JULY_1_ARCH_DOCS_02: The Hybrid DSPy-Elixir Architecture
Architecture Overview
ElexirionDSP implements a hybrid architecture that combines the best of two worlds:
- DSPy (Python): Dynamic prompt optimization and learning
- pipeline_ex (Elixir): Robust, concurrent execution with OTP supervision
This separation allows us to leverage DSPy’s advanced optimization capabilities while maintaining production-grade reliability through Elixir’s battle-tested concurrency model.
Core Components
The Three-Layer Architecture
┌─────────────────────────────────────────────────────────────┐
│ Layer 3: Optimization │
│ ┌─────────────────────────────────────────────────────┐ │
│ │ DSPy Optimizer │ │
│ │ • Prompt optimization │ │
│ │ • Performance metrics │ │
│ │ • Learning algorithms │ │
│ │ • A/B testing │ │
│ └─────────────────────────────────────────────────────┘ │
└─────────────────────────────────────────────────────────────┘
│
▼
┌─────────────────────────────────────────────────────────────┐
│ Layer 2: Orchestration │
│ ┌─────────────────────────────────────────────────────┐ │
│ │ Agent Framework │ │
│ │ • PipelineAgent.handle_request/1 │ │
│ │ • Web API │ │
│ │ • Chat Interface │ │
│ │ • Job Management │ │
│ └─────────────────────────────────────────────────────┘ │
└─────────────────────────────────────────────────────────────┘
│
▼
┌─────────────────────────────────────────────────────────────┐
│ Layer 1: Execution │
│ ┌─────────────────────────────────────────────────────┐ │
│ │ pipeline_ex Runtime │ │
│ │ • Pipeline.Executor │ │
│ │ • Claude/Gemini Providers │ │
│ │ • OTP Supervision │ │
│ │ • Fault Tolerance │ │
│ └─────────────────────────────────────────────────────┘ │
└─────────────────────────────────────────────────────────────┘
Layer 1: Execution Runtime (Elixir)
Current Implementation
The execution layer is already robust and production-ready:
# Pipeline execution with OTP supervision
{:ok, pid} = Pipeline.Executor.start_link()
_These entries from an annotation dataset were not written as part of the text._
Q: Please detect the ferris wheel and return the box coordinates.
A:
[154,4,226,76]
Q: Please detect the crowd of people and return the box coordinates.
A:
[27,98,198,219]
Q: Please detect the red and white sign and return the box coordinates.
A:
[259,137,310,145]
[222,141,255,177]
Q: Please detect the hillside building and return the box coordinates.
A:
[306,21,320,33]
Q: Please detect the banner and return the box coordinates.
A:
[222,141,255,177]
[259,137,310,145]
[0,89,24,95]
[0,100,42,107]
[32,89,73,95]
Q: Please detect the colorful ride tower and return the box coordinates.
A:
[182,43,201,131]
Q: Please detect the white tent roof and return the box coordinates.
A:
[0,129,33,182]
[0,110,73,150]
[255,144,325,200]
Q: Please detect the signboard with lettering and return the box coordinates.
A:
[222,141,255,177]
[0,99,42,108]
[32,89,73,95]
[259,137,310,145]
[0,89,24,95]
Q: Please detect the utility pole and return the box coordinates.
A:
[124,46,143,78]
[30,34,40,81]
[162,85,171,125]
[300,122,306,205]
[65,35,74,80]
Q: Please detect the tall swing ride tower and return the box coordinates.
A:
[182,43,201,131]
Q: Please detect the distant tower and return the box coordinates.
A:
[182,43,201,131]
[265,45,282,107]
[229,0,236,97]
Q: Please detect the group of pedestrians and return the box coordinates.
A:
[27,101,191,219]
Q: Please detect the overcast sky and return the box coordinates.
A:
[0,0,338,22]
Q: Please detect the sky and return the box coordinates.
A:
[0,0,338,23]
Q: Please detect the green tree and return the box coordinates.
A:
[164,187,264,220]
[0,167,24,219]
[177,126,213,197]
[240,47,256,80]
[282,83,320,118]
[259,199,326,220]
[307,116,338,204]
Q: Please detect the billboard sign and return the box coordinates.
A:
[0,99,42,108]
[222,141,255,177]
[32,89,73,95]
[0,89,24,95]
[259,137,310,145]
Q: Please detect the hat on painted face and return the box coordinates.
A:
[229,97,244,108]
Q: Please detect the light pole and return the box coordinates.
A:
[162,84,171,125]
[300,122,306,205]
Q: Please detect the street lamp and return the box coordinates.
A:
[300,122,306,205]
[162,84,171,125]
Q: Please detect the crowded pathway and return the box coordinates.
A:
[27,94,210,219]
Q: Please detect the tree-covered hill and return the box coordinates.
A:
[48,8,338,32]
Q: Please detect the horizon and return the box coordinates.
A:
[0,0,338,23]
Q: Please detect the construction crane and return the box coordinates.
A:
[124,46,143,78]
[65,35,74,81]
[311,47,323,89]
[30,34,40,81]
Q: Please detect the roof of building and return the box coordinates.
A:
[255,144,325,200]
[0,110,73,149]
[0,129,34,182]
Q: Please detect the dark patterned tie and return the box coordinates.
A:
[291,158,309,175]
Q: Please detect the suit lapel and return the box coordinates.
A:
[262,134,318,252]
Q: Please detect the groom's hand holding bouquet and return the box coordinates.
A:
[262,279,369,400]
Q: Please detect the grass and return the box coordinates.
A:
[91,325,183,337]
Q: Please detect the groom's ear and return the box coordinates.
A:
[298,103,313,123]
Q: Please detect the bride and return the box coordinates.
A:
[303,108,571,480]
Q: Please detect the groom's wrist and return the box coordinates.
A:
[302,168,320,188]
{:ok, result} = Pipeline.Executor.execute(config)
# Multi-provider support
providers = [
{:claude, Pipeline.Providers.ClaudeProvider},
{:gemini, Pipeline.Providers.GeminiProvider}
]
# Fault tolerance with emergent fallbacks
case execute_pipeline(config) do
{:ok, result} -> result
{:error, reason} ->
trigger_emergent_fallback(reason)
end
Key Capabilities
1. Concurrent Pipeline Execution
# Supervisor manages multiple pipeline processes
defmodule Pipeline.Supervisor do
use DynamicSupervisor
def start_pipeline(config) do
DynamicSupervisor.start_child(__MODULE__, {
Pipeline.Worker, config
})
end
end
2. Multi-Provider Orchestration
# Single pipeline using multiple AI providers
steps:
- name: analyze_code
type: claude_smart
preset: analysis
- name: generate_plan
type: gemini_structured
format: json
- name: implement_changes
type: claude_robust
retry_count: 3
3. Emergent Fallback Systems
defp create_emergent_fallback(request) do
# When primary pipeline fails, generate new approach
pipeline_yaml = case failure_pattern(request) do
:max_turns_exceeded -> create_simple_pipeline(request)
:tool_restriction_violated -> create_no_tools_pipeline(request)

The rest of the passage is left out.